Virtual reality-hardware is te duur en neemt te veel ruimte in huis in, vindt de directeur van game-uitgever Take-Two. Volgens hem zitten mensen niet te wachten op de huidige systemen, die 'een eigen kamer' nodig hebben om te functioneren.
Huidige vr-systemen, zoals de Oculus Rift en HTC Vive, kosten 700 euro of meer en vereisen bovendien een krachtige pc met een high-end videokaart.
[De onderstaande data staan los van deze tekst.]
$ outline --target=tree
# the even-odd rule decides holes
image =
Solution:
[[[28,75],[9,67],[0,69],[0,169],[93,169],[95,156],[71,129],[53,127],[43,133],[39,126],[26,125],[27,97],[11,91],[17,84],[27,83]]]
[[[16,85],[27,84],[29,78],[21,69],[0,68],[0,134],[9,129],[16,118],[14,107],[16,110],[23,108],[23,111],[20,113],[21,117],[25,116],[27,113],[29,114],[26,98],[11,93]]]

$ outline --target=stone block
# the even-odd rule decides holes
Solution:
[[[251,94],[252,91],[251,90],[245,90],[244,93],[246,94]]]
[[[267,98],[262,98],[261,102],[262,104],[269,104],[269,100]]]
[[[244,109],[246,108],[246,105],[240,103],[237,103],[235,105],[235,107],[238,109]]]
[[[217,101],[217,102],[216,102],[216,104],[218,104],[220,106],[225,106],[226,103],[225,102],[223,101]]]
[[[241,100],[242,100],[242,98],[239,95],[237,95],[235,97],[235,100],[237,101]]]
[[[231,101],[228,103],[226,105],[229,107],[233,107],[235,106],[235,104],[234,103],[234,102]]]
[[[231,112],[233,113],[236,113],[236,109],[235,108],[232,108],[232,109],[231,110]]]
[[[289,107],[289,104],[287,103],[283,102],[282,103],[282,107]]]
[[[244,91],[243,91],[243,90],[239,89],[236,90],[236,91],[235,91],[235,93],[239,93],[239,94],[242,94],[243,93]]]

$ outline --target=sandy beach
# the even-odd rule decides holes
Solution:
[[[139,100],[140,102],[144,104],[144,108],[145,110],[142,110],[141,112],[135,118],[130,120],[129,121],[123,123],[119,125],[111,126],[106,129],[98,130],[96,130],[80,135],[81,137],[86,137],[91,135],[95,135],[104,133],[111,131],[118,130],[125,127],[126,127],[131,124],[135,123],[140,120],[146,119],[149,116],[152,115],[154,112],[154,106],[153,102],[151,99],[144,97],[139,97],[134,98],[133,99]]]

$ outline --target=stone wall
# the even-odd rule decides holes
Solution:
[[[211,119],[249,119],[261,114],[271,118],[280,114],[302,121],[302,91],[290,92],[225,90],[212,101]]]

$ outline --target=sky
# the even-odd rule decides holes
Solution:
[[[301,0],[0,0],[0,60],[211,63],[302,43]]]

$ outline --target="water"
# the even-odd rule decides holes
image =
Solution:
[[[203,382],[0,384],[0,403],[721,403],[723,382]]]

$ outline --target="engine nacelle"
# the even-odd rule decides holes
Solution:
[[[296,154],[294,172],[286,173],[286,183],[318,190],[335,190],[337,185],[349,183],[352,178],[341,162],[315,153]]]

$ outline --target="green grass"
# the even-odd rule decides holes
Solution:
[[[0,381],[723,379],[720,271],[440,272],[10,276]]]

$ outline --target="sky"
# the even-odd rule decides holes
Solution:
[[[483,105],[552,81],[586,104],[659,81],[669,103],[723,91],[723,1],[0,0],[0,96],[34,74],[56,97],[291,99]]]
In totaal schat Take-Two-ceo Strauss Zelnick in dat gebruikers rond tweeduizend dollar lichter zijn en dat is te veel geld, zei hij woensdag volgens Gamespot op de Technology, Media & Telecom Conference van Cowen and Company. "Er is geen markt voor een tweeduizend dollar kostend apparaat dat een hele kamer vereist. Wat denken mensen wel niet?"
Zelnick wijst erop dat simpelweg de ruimte ontbreekt in veel huizen. "We hebben geen plek waar je in een grote open ruimte staat en twee controllers vasthoudt met iets op je hoofd, en niet over je koffietafel struikelt." Desondanks ziet Zelnick wel iets in vr. "Ik ben niet unexcited. Ik zeg alleen dat we het zullen moeten zien."
De directeur van Take-Two was enkele jaren geleden ook al kritisch op de ontwikkelingen in virtual reality en merkte toen op dat het wellicht alleen interessant is voor 'core gamers', die zichzelf willen onderdompelen in een spelletje.
Dit voorjaar kwamen de Oculus Rift en HTC Vive uit, twee van de meest high-end systemen voor virtual reality. Dit najaar zal Sony de PlayStation VR uitbrengen om via de PS4 games te kunnen spelen in virtual reality. Microsoft zou werken aan een Xbox die werkt met de Rift.